Die Verdachtsfälle sollen dadurch schnell an die Experten für die Arzneimittelsicherheit übermittelt werden. Außerdem gelangen die Meldungen in die zentrale „Europäische Datenbank gemeldeter Verdachtsfälle von Arzneimittelnebenwirkungen“ (EudraVigilance): Diese Datenbank enthält einen umfangreichen Datenpool, der es erlaubt, Arzneimittelrisiken EU-weit zu überwachen. Nur über das gemeinsame Online-Meldeportal von BfArM und PEI könne in Deutschland sichergestellt werden, dass Verdachtsfälle von Nebenwirkungen in die EU-Datenbank einfließen. Der Datenschutz sei zudem auf allen Meldewegen gewährleistet, heißt es von den Behörden.
In Bezug auf die Meldung von Nebenwirkungen gab es in diesem Jahr reichlich Diskussionsstoff: Das Start-up Medikura entwickelte die Plattform Nebenwirkungen.de. Das Ziel: Die Nebenwirkungen sollen einfacher gemeldet werden können, ohne das Online-Formular des BfArM nutzen zu müssen, welches das Startup als „erhebliches Hindernis“ bezeichnete, da es kompliziert und unübersichtlich sei. Patienten, Ärzte und Hersteller sollen durch Medikura in einem System verbunden sein und Nebenwirkungsmeldungen anwenderfreundlicher werden.
Doch das Start-up erntete viel Kritik: So hält die Arzneimittelkommission der deutschen Ärzteschaft (AkdÄ) gar nichts von dem Modell und schoss in einer Stellungnahme scharf gegen das Portal. Deutschland verfüge bereits über „ein gesetzlich etabliertes und wirksames System, um Nebenwirkungen zu erfassen“, so die AkdÄ. „Die Beteiligten an diesem System sind untereinander vernetzt, ihre Aufgaben sind durch gesetzlich verankerte Vorschriften festgelegt, deren Erfüllung kontinuierlich überprüft wird.“ Auch der Bundesverband der Arzneimittel-Hersteller (BAH) äußerte sich kritisch.
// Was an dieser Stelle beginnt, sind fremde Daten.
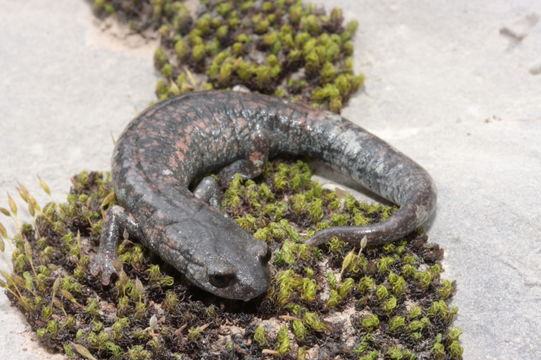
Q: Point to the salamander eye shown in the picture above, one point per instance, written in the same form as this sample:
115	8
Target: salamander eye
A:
221	280
265	257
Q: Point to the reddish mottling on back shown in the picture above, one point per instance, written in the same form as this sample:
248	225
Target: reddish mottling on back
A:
180	144
201	124
180	155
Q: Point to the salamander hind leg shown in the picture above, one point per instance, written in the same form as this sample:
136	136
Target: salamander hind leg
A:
106	261
251	166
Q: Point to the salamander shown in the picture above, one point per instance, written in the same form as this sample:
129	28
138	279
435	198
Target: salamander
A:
174	142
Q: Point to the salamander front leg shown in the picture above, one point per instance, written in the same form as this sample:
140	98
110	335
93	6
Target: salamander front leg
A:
209	191
106	261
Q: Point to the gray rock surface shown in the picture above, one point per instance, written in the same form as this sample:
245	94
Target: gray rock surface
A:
454	84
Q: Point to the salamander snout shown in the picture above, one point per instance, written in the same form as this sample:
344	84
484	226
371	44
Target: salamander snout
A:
243	275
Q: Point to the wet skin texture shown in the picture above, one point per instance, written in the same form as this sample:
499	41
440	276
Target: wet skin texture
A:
171	143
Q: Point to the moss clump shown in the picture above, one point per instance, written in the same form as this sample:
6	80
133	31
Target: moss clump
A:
286	48
149	312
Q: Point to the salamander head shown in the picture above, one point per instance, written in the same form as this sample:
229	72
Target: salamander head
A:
219	257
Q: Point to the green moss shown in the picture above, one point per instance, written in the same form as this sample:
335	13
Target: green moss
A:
148	308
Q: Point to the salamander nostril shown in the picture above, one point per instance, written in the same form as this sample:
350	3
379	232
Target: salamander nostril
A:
221	280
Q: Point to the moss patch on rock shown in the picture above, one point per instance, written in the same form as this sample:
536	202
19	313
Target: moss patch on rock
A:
336	301
286	47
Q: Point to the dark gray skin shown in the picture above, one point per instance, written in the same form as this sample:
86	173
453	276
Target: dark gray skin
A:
171	143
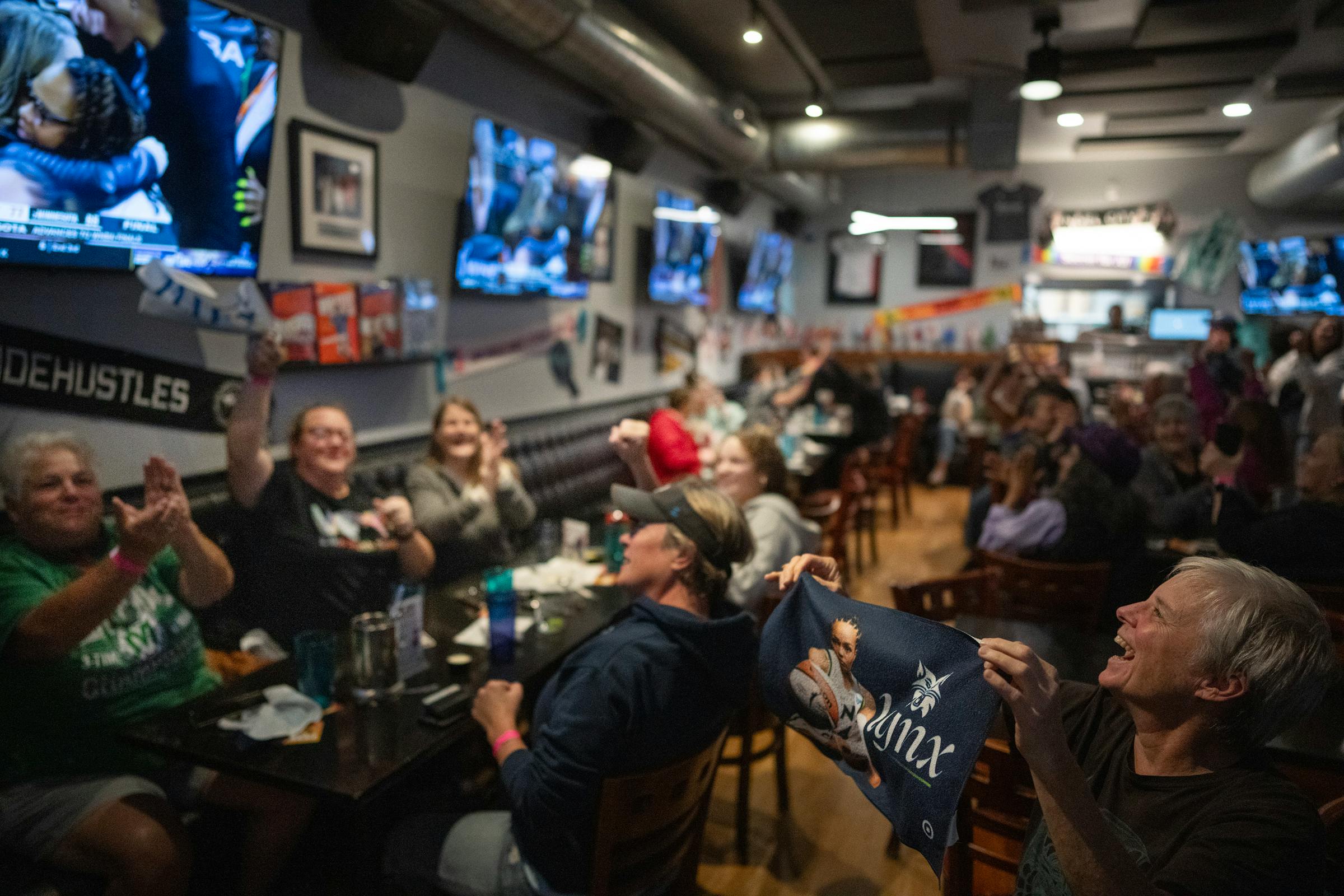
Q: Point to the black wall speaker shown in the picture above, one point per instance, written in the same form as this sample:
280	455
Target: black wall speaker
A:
729	195
623	143
788	222
393	38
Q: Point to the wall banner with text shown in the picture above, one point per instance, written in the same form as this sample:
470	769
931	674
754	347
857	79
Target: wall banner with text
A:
68	375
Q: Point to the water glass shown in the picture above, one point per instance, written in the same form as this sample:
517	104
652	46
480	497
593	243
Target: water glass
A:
503	610
315	655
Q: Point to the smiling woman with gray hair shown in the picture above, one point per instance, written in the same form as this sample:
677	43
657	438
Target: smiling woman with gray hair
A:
1178	497
96	634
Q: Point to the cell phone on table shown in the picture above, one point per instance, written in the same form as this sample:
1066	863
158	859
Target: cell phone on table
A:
1228	438
445	706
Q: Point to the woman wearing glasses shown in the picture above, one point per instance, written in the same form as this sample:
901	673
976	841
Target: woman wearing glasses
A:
323	547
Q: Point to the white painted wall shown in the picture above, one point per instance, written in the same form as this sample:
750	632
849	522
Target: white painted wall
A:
1197	187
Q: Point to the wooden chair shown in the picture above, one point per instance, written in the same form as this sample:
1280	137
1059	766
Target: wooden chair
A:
754	719
996	805
650	827
1056	593
862	504
944	600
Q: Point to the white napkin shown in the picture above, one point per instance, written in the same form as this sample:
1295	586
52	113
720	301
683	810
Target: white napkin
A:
479	633
284	715
557	575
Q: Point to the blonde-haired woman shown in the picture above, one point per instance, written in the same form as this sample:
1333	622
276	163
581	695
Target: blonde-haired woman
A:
467	496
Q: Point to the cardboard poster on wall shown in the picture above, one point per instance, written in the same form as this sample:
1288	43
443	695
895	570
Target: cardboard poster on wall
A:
68	375
608	349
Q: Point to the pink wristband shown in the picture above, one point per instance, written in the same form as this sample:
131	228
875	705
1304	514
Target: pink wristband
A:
503	739
125	564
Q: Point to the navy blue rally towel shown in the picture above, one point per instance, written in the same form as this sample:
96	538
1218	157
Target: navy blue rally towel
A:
899	704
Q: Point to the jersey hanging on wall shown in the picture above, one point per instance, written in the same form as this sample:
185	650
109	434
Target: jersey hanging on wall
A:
899	704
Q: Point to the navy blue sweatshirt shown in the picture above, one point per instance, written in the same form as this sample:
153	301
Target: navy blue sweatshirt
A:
644	693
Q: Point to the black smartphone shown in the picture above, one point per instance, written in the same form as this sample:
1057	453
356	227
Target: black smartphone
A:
445	706
1229	437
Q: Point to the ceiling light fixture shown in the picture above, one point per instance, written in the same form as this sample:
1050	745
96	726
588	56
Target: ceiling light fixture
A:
754	34
1042	78
702	216
866	222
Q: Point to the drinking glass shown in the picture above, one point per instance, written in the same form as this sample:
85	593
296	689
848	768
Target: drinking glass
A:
315	655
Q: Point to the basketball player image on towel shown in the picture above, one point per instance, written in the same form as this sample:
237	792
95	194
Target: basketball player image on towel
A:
832	706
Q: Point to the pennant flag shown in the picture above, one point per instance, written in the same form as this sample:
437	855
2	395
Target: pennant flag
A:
899	703
953	305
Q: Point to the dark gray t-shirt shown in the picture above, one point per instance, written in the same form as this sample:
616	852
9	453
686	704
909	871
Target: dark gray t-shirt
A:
1241	830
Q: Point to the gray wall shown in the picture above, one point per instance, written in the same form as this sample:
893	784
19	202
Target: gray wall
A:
1197	187
424	137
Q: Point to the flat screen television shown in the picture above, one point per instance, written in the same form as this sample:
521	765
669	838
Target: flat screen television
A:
684	238
162	155
530	217
771	265
1292	276
1180	323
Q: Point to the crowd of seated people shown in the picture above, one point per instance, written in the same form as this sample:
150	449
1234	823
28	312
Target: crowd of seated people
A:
320	547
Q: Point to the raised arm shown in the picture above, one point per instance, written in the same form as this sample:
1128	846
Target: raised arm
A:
631	442
250	463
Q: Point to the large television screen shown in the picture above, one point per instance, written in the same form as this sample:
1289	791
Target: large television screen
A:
531	217
771	265
684	238
115	152
1292	276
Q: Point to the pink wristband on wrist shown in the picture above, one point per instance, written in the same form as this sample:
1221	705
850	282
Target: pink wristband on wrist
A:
503	739
125	564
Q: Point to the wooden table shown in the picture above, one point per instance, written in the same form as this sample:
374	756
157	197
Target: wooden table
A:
365	750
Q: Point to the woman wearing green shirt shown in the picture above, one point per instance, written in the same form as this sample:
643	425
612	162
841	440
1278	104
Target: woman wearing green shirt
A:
96	634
Der Betreiber des Portals hatte anschließend öffentlich zur heftigen Kritik Stellung bezogen. Das Start-up Medikura warf der AkdÄ vor, sich einer konstruktiven Zusammenarbeit verschlossen zu haben und Angebote zur Verbesserung des Meldesystems zu ignorieren. Man habe den Eindruck, die AkdÄ nehme die Patienten nicht ernst. Nach Ärzten und Herstellern stellte sich schließlich auch die Standesvertretung der Apotheker gegen das Start-up: Die ABDA rät von der Nutzung des Portals ab. Stattdessen sollten sich Patienten bei Nebenwirkungen an den Apotheker vor Ort wenden.